At each study visit collect the following data: eGFR (using the creatinine-based formula (CKD-EPI)), HbA1c, lipid levels, urine ACR, standardised office blood pressure, weight, height, smoking status, functional status, comorbidities, medications.
Functional status will be assessed using the KDQOL SF 36 and a sit-to-stand test. This is a validated survey assessing quality of life for patients with kidney disease. KDQOL has been translated and validated in a number of languages and if these are available will be used when applicable, along-side translation services in place in the renal department when needed.
For those in group 2 bioimpedance will be done at baseline, 6 months, and one year. Bioimpedance will involve the Inbody bioimpedance machine in the UHDB renal outpatients department.
These involves participants wearing light clothing and takes approximately 5 minutes. This measures body composition, which divides weight into different components.
The structured interview will take approximately 20 minutes, and will take place at the closest available outpatient clinic appointment to the one year follow up visit. This will be recorded via already available transcription devices and transcribed by the study team.
Study visits will be aligned to the closest clinic appointment. Study visits will be at the first available opportunity after return to follow up at UHDB, then subsequently at one month, three months, six months and one year after this visit. Blood tests will be taken as part of usual standard of care and data collected from these results resulting in no extra blood tests for the patient.
There will be no compensation for participants. The investigators will offer refreshments for the study assessments from within the department. If a patient requires transport this will be part of their normal clinic arrangements. The investigators discussed the format of the assessments with our local PPIE group who felt that the arrangements were satisfactory.
Withdrawal Criteria
Participants will be withdrawn from the study if they withdraw consent to participate at any time. Participants do not have to provide a reason for withdrawal of consent. Subjects will also be withdrawn if it is deemed unsafe or is found to be impossible to proceed in the opinion of the investigators.
The participants will be made aware that this will not affect their future care. Participants will be made aware (via the information sheet and consent form) that should they withdraw the data collected to date cannot be erased and may still be used in the final analysis.

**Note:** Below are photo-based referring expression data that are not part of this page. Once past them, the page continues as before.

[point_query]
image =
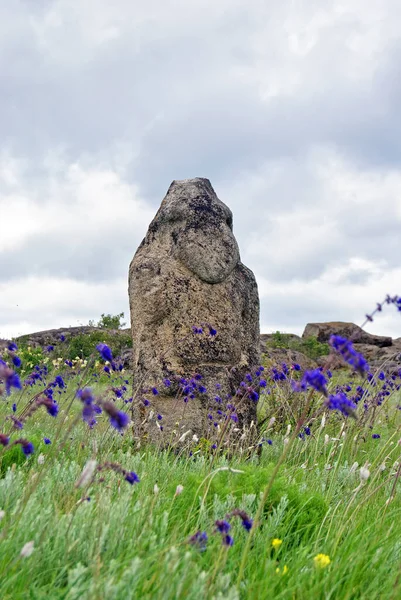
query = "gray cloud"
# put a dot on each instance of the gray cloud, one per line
(292, 115)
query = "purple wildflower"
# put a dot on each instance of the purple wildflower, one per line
(118, 418)
(4, 439)
(227, 540)
(26, 446)
(17, 361)
(342, 403)
(104, 352)
(222, 526)
(199, 540)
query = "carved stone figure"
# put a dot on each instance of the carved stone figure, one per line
(187, 274)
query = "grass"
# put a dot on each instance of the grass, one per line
(115, 540)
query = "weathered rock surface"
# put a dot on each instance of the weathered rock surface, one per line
(187, 272)
(323, 331)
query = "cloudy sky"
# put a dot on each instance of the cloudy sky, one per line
(291, 108)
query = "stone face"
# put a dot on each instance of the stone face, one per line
(323, 331)
(187, 272)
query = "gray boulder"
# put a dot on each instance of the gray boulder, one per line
(187, 273)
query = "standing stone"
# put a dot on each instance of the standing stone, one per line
(187, 273)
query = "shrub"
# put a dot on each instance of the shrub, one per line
(109, 321)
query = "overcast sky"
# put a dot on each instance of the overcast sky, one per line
(290, 108)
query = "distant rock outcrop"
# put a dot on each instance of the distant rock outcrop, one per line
(323, 331)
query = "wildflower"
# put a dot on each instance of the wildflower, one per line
(179, 490)
(349, 354)
(104, 352)
(51, 406)
(342, 403)
(4, 440)
(132, 478)
(322, 560)
(26, 447)
(87, 474)
(59, 381)
(17, 361)
(118, 418)
(199, 540)
(10, 378)
(85, 395)
(27, 550)
(316, 379)
(222, 526)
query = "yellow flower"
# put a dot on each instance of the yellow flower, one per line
(322, 560)
(283, 572)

Storage and Analysis of Samples
No samples will be stored. Routine laboratory tests will be undertaken as per clinical practice in an NHS laboratory and samples destroyed after analysis. No additional research specific samples will be taken, the results from routine clinical tests will be used.
End of Study
The end of study will be defined as when the last 12 month follow-up visits are complete. The CI will notify the Sponsor, participating sites and REC within 90 days of the end of study. The clinical study report will be written within 12 months of the end of study.
Eligibility
Inclusion Criteria:
- Age ≥ 18 years old
- Capable of giving informed consent
- In receipt of a single organ renal transplant and being followed up by UHDB as the referring team.